SoFar was recorded at Portside Sound, a studio located in Muscle Shoals, which can be found in the north-east reaches of Alabama. The area has a rich history of music, having assisted in creating records by the likes of Bob Dylan, Paul Simon and Aretha Franklin through its local community of musicians and its studios. The tradition is carried on today through people like John Paul White, formerly of The Civil Wars, as well as producer and Alabama Shakes keyboardist Ben Tanner. It was the latter that invited Dyson to the area, with hopes that she would consider working there when it came time to record.
“I met John through some mutual friends, and I found out about the whole area where he was living and working,” she says. “John, Ben and a bunch of other guys have a studio down there. They have a label. They make and produce records together. They have a fantastic community, and I was so drawn to Muscle Shoals. I felt the magic of that place – it’s an incredible wellspring of musical history. When I went down there, I felt that presence.”
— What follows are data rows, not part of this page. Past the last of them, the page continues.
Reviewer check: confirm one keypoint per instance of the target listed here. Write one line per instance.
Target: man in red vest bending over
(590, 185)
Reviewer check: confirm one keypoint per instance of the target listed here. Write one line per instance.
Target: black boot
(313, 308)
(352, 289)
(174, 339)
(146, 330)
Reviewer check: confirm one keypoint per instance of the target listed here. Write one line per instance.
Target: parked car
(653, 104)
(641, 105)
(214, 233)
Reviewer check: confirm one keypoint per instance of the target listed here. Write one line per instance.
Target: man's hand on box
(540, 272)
Before long, Dyson was at work on the album. Although White could not commit to producing it due to ongoing commitments with his solo career, Tanner stepped up as a co-producer alongside Dyson’s long-serving American drummer, Erin Sydney. Having both a fresh face and an old companion to bounce ideas off was incredibly fruitful for Dyson, who attests to both of their abilities as collaborators and producers.
“I loved Ben from the second we met – we really hit it off,” she says. “I was in love with the sound Ben was getting as a producer, so to be able to explore that with him personally was a total joy. It was good to have both of them around. Sid and I have this great understanding that comes with our collaboration, but we’re also very open to outside ideas. We’d learned the songs for the record and we’d rehearsed them, but we also knew not too get too attached to any of the arrangements. We wanted to leave plenty of room for Ben, so that his perspective was able to be a part of the songs as well. The three of us collaborated really well together.”
Dyson also speaks fondly of the endless array of instruments and equipment that she found while working on the record. Although typically playing her handmade electric guitar, made by her father Jim Dyson, she found a joyful liberation in being able to experiment with a wide array of gear in the recording process.
“It’s so different to Australian studios,” she says. “In Australia, you pretty much just have the recording equipment set up in the room and that’s it. Over in the States, there’s a zillion guitars, pedals, keyboards and all these weird instruments I’ve never heard of. Especially in Muscle Shoals. For every song we had, we tried to find a different sound. Up until [2012 album]
The Moment, that would have been so foreign to me. I had my Jim Dyson guitar and my Goldentone amp, and that was it. I loved it, but I was very fortunate to go exploring.”